Health effects of therapeutic use of 131I in hyperthyroidism.

Since 1942, therapy with radioiodine (Na131I) has gained a major role in the treatment of benign thyroid disorders, notably hyperthyroidism caused by Graves' disease or toxic multinodular goiter. The very large series of patients treated so far offer the opportunity for an assessment of both benign and malignant side effects. Hyperthyroidism is sometimes observed after radioiodine therapy due to radiation induced thyroid hormone or by an immunological mechanism. Despite the numerous attempts to design dosage schedules aiming at euthyroidism, hypothyroidism occurs in the majority of patients throughout life. Transient hypothyroidism may be observed within the first year after therapy and is caused by an immunological mechanism. Radioiodine therapy in Graves' disease may induce or worsen ophthalmopathy, which can be prevented by steroids effectively. Hypoparathyroidism and hyperparathyroidism have been reported after radioiodine therapy but probably do not exceed the normal incidence. Sialitis is commonly observed but mostly in patients treated with radioiodine for thyroid cancer. There are no indications for induction of genetic abnormalities after radioiodine therapy although no definite conclusion can be reached. Much attention has been paid to malignant disease. In very large series, no effects of radioiodine therapy on survival have been observed.
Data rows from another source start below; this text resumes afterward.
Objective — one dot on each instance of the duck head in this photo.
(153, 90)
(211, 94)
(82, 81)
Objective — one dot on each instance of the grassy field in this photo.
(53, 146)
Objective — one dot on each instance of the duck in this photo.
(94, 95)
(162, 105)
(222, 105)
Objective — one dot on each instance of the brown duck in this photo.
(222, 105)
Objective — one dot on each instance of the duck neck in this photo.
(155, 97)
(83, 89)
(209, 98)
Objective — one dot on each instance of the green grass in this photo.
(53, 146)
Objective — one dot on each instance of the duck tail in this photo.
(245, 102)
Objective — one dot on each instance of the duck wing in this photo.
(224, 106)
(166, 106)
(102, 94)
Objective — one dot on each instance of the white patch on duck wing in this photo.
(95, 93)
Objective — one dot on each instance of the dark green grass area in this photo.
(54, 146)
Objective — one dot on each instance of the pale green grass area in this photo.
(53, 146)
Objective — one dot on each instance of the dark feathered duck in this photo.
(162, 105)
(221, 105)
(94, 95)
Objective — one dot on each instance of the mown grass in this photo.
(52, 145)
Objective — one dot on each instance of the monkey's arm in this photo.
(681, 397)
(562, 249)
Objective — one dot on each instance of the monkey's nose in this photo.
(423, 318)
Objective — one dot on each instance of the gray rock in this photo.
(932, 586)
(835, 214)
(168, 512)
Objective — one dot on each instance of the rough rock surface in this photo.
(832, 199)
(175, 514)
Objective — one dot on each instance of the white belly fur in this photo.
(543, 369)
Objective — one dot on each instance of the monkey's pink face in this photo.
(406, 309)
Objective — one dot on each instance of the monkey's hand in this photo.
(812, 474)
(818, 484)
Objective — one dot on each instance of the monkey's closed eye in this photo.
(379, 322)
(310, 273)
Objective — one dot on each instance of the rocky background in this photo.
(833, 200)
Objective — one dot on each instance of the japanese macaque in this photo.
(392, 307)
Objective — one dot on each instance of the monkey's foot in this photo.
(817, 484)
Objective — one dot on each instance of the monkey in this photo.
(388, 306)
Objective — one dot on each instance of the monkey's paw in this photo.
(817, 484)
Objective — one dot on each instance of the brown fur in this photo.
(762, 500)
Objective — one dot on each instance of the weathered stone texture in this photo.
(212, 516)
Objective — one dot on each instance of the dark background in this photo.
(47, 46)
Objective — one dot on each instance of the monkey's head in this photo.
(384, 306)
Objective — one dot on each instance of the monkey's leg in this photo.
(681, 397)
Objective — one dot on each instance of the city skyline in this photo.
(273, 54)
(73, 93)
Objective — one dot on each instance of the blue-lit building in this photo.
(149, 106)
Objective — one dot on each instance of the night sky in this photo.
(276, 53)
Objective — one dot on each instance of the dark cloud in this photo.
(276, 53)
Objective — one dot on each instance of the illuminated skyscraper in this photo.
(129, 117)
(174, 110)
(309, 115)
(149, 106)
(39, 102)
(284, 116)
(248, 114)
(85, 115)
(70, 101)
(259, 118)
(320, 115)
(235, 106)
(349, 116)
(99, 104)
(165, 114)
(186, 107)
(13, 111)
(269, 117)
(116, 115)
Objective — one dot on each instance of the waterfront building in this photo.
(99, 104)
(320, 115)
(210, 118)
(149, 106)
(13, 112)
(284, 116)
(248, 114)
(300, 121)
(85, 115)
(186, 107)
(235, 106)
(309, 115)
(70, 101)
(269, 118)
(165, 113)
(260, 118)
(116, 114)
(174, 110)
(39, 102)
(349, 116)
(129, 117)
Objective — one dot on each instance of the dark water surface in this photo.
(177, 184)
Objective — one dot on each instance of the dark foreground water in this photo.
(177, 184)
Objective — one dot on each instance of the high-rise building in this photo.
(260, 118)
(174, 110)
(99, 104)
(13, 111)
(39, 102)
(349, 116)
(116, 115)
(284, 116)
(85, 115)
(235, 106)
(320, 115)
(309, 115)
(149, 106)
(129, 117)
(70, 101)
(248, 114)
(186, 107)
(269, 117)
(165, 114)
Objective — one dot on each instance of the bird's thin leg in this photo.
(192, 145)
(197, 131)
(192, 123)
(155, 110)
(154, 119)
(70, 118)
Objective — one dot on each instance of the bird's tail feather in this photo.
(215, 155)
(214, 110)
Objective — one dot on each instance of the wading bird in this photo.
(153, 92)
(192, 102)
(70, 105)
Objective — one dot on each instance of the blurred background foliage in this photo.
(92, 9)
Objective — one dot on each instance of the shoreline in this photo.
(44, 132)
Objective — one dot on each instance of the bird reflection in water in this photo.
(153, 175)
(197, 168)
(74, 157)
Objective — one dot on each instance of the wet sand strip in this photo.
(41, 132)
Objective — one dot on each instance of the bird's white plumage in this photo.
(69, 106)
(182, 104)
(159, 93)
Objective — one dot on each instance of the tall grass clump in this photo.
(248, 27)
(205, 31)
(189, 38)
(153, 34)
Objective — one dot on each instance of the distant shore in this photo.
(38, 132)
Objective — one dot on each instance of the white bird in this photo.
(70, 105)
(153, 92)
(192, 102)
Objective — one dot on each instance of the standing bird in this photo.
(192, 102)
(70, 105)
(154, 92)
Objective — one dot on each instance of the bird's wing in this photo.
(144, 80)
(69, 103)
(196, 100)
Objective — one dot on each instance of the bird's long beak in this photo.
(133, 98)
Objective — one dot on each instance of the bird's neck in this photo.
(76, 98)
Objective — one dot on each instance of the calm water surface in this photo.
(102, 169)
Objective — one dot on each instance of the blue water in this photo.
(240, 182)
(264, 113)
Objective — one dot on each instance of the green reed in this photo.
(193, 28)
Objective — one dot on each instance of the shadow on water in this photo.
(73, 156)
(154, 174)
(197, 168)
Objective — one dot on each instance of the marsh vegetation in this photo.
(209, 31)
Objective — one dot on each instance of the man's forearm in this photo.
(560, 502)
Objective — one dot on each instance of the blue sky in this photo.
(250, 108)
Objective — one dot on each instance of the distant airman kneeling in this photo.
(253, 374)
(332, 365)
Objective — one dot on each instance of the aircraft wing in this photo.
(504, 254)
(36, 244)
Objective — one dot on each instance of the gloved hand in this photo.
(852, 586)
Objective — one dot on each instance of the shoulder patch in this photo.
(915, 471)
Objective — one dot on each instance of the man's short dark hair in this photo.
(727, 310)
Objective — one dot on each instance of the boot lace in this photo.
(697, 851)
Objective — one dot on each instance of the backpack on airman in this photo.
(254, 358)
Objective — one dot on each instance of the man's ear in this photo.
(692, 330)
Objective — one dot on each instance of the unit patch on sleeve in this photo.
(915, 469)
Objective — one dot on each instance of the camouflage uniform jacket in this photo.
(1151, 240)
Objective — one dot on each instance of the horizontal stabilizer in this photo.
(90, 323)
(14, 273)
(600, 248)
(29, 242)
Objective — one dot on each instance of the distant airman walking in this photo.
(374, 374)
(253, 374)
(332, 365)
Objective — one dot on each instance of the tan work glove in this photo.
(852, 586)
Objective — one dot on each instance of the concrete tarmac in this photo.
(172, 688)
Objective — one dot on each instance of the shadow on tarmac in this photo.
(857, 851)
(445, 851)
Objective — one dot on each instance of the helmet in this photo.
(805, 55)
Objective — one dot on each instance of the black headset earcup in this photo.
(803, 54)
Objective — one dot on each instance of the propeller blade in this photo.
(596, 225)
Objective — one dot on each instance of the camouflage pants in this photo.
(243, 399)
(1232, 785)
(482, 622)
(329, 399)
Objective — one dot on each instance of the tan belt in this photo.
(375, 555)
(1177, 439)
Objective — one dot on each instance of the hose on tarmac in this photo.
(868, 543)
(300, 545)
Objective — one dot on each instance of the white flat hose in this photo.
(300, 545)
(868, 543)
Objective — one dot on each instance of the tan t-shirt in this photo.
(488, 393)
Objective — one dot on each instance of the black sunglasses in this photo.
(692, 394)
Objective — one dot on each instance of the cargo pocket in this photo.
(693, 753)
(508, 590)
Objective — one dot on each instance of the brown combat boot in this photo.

Some studies report an increased relative risk for certain types of cancer (notably thyroid cancer, stomach cancer, bladder and kidney cancer or hematological malignancies). However, these observations were not confirmed by other large studies, so that no definite conclusion with respect to risk for certain types of malignant disease can be drawn. However, radioiodine therapy for benign thyroid disorders has generally been considered safe and without major side effects, hypothyroidism being the most frequent one.